The coxswain's role during indoor training season can be an ambiguous one, especially going through it the first season as the ergs rev up like jet turbines and any small objects nearby get sucked into the intake. "It's rough for coxswains," a rower once told me, "because they don't really have a role in the practices. Personally, I don't like being coxed on the erg, and usually tell people to stay away, so I imagine every coxswain is sort of questioning their role right now."

It's not that there isn't one; it's just harder to find. Indoor training is as much a learning time for coxswains as for rowers. Listen to the coach, particularly in the tanks; it's a great opportunity to see rowing from angles outside the boat a coxswain seldom sees, and to observe how the technique translates from word to motion. Assist the coach in running the workouts, recording stats, times, keeping the workouts efficient, and helping to keep people focused on their goals (this is good practice for next season in the boat). By tacit agreement, keeping the erg room CD player well-fed, promptly changed, and semper vitalis is often an official/unofficial duty of the coxswain. Badger your rowers about stretching properly; then badger them some more (tell 'em I sent ya) -- no such thing as too much flexibility.

Indoor training also lets you know your rowers one-on-one as each overcomes personal thresholds of pain and fatigue, and gives you a fine appreciation of their commitment in doing so. Watching your rowers erg a redline piece will teach you as much about determination and breaking barriers as a month on the water. Take your cue from watching your captain. Be active and encouraging; practice motivating without yelling; never lounge around. Project that "cone of intensity" on land just as you would on the water; this too is good training for when you get back in the boat. Without having to worry about steering, you can concentrate a lot more on the actual sound of your calls.

Many rowers do not want to be coxed on the erg (and may threaten to punch your head in if you try). Erging can be a very personal battle of self against machine with no room for a third person; you don't want to get between that particular hammer and anvil.

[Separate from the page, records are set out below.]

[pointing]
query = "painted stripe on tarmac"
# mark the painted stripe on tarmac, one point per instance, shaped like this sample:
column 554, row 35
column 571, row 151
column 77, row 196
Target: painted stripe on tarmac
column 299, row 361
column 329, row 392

However, a few rowers find being coxed helpful under certain circumstances. Let your rowers know you are glad to cox erg pieces for them as a service on request, but do not force it. Some rowers prefer to be coxed by other rowers. If one of your rowers does request it, talk through the piece ahead of time so that you know exactly what is wanted. Be wary of trying to cox technique on the erg unless you are very sure you know exactly what you are doing; mistaken advice can lead to bad habits. That said, reminders of slide control are usually helpful because the mechanics of the erg tempt slide rush even in people who otherwise would never do it.

Bench pulls are the exception -- everyone I have ever known gets a rush from having their teammates cheer them on.

During erg pieces -- whether you are saying anything or not -- always stand in front where the rowers can see you. Erging with someone hovering behind you is incredibly distracting.

Do the land workouts with your rowers, especially runs (and whatever else you do to keep your weight down). Your erg scores might not impress anybody -- not even other coxswains -- but your effort shows your commitment to the boat, and rowers will respond to you much better on the water for having "been there" with them.